Computer Weekly series: The age of data engineering
We have entered the age of data engineering.
That’s a lie, in truth, we’ve been working with data engineering methodologies, tools and processes since the sixties as we entered the “IBM” PC era and then subsequently moved to build networks, the Internet, the cloud model of service-based computing and the new era of AI with its generative fanfares and functions.
But now does feel rather like a new era in terms of the technology industry’s focus on data engineering, perhaps primarily because we know understand the value of each individual datum in the wider march to build intelligence services and automation functions.
CWDN series
So then, we embark upon the Computer Weekly Developer Network data engineering series. This selection of contributed columns and editorials will come from bona fide software engineers and data scientists at all levels who have spent most of their careers caring about the value drawn from the “values” (data pun there) that permeate throughout the applications and services that we now all depend upon.

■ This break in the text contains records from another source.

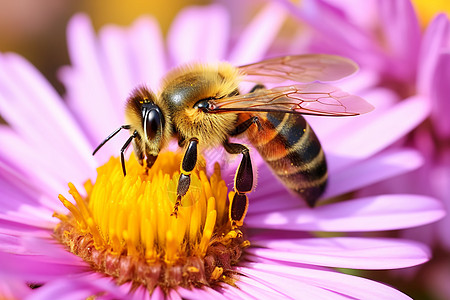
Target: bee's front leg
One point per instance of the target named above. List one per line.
(243, 183)
(187, 165)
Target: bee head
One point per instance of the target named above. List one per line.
(149, 119)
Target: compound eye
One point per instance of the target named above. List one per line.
(152, 123)
(202, 104)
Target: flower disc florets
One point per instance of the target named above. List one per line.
(123, 226)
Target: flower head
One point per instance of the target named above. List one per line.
(121, 227)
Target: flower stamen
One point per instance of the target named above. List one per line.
(123, 227)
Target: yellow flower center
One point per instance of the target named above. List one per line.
(123, 226)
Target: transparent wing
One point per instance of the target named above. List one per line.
(312, 99)
(300, 68)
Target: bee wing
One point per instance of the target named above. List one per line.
(300, 68)
(312, 99)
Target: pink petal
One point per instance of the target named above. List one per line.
(375, 169)
(148, 51)
(200, 293)
(31, 269)
(435, 40)
(16, 158)
(79, 288)
(199, 34)
(37, 113)
(12, 288)
(372, 132)
(344, 252)
(284, 286)
(86, 81)
(350, 286)
(398, 19)
(257, 37)
(385, 212)
(440, 101)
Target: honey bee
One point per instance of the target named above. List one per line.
(201, 106)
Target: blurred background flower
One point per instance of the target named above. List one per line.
(403, 58)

But what is data engineering?
In simple terms, data engineering involves the creation of computing systems built to is collect, manage and transform raw data (sometimes structured, often unstructured) data into a usable form. Part of the wider discipline of data science, data engineering professionals are tasked with overseeing the development and management of database architectures and data processing systems.
Heavily focused on key tasks including integration, data engineering today (in the age of AI especially) involves identifying areas where automations can create more functional data pipelines that serve live production software applications effectively.

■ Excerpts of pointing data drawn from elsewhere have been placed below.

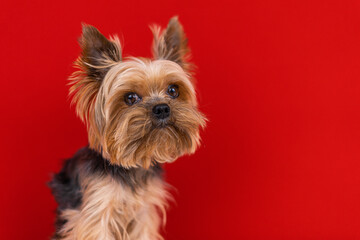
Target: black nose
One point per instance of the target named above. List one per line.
(161, 111)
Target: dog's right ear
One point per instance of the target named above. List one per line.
(98, 53)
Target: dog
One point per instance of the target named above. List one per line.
(139, 114)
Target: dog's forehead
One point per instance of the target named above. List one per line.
(150, 77)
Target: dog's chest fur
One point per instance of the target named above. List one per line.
(101, 201)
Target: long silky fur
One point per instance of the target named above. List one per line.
(113, 189)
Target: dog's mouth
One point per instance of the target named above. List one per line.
(164, 123)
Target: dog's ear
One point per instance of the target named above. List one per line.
(98, 53)
(171, 44)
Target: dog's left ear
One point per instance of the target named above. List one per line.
(171, 44)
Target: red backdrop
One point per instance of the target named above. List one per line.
(278, 80)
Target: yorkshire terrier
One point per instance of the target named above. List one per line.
(139, 113)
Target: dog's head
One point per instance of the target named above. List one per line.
(137, 110)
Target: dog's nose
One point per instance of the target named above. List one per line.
(161, 111)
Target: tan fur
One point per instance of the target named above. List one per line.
(125, 134)
(130, 136)
(110, 211)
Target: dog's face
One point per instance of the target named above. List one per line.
(137, 110)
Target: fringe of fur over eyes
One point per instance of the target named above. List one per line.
(127, 137)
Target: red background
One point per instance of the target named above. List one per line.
(279, 81)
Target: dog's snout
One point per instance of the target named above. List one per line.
(161, 111)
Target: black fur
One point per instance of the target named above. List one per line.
(66, 185)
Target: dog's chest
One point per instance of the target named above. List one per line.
(111, 210)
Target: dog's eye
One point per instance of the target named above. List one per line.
(131, 98)
(173, 91)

Other aspects of data engineering will involve data duplication, data verification and data management in order to corral information resources inside appropriate business policy controls as well as privacy and security guardrails – and this needs to be executed in a way that ensures data meets regulatory compliance legislation and governance controls.
Who are data engineers?
Data engineers typically have software engineering qualifications of some form and a background in science-related subjects, but automation means more business analysts and other domain specialists are being brought into the fiel.
According to IBM, “Data engineering is the practice of designing and building systems for the aggregation, storage and analysis of data at scale. Data engineers empower organisations to get insights in real-time from large datasets. From social media and marketing metrics to employee performance statistics and trend forecasts, enterprises have all the data they need to compile a holistic view of their operations. Data engineers transform massive quantities of data into valuable strategic findings.”
IBM also says that data engineers “govern data management” for downstream use including analysis, forecasting or machine learning.
As specialised computer scientists, data engineers excel at creating and deploying algorithms, data pipelines and workflows that sort raw data into ready-to-use datasets. Big Blue thinks that data engineering is an integral component of the modern data platform and makes it possible for businesses to analyse and apply the data they receive, regardless of the data source or format.
According to DWP DIgital, “A data engineer takes raw data, transforms it and stores it in formats appropriate to the use cases. An analogy is the fuel industry. Oil is extracted from a well transported, refined into different products (diesel, Jet fuel, LPG, biofuels) and stored available for further use. The whole process is monitored, secure and automated, with alerts in place when problems arise. Data engineering is the same concept, with data instead of oil.”
DWP thinks that data engineers need to be problem solvers, in order to be able to process information, present the problem statement and be solution-orientated. Ultimately, good data engineering can lead to the development of “data products” (often accessed via an API) that are optimised for different business departments to use inside what are now sometimes called “data streams” that enable immediate interrogation and support real-time decision-making.
Data product customers can be both internal departments and external entities and organisations.
How has data engineering evolved?
According to the GovUK pages for on data engineering, “Around the 1970s/1980s the term information engineering methodology (IEM) was created to describe database design and the use of software for data analysis and processing. These techniques were intended to be used by database administrators (DBAs) and by systems analysts based upon an understanding of the operational processing needs of organisations for the 1980s.”
This then moved as we entered the early 2000s, the data and data tooling was generally held by the information technology (IT) teams in most companies.
“In the early 2010s, with the rise of the Internet, the massive increase in data volumes, velocity and variety led to the term big data to describe the data itself and data-driven tech companies like Facebook and Airbnb started using the phrase data engineer. Due to the new scale of the data, major firms like Google, Facebook, Amazon, Apple, Microsoft and Netflix started to move away from traditional ETL and storage techniques. They started creating data engineering, a type of software engineering focused on data and in particular infrastructure, warehousing, data protection, cybersecurity, mining, modelling, processing and metadata management,” notes the Government Digital and Data Profession Capability Framework.
Beyond ETL, let’s talk
So let’s embark upon this editorial series with some real focus.
The above exposition and introduction should serve as an appropriate taster and scene-setter to clarify what we want from the data engineering cognoscenti who now have the opportunity to clarify what the status of this profession is, what skills matter most, whether the oft-unloved DBA can now enjoy a high status in the IT team, where automation (and let’s not have too much AI please) can help data workflows and how data engineering differs from and fits into the wider realm of data science.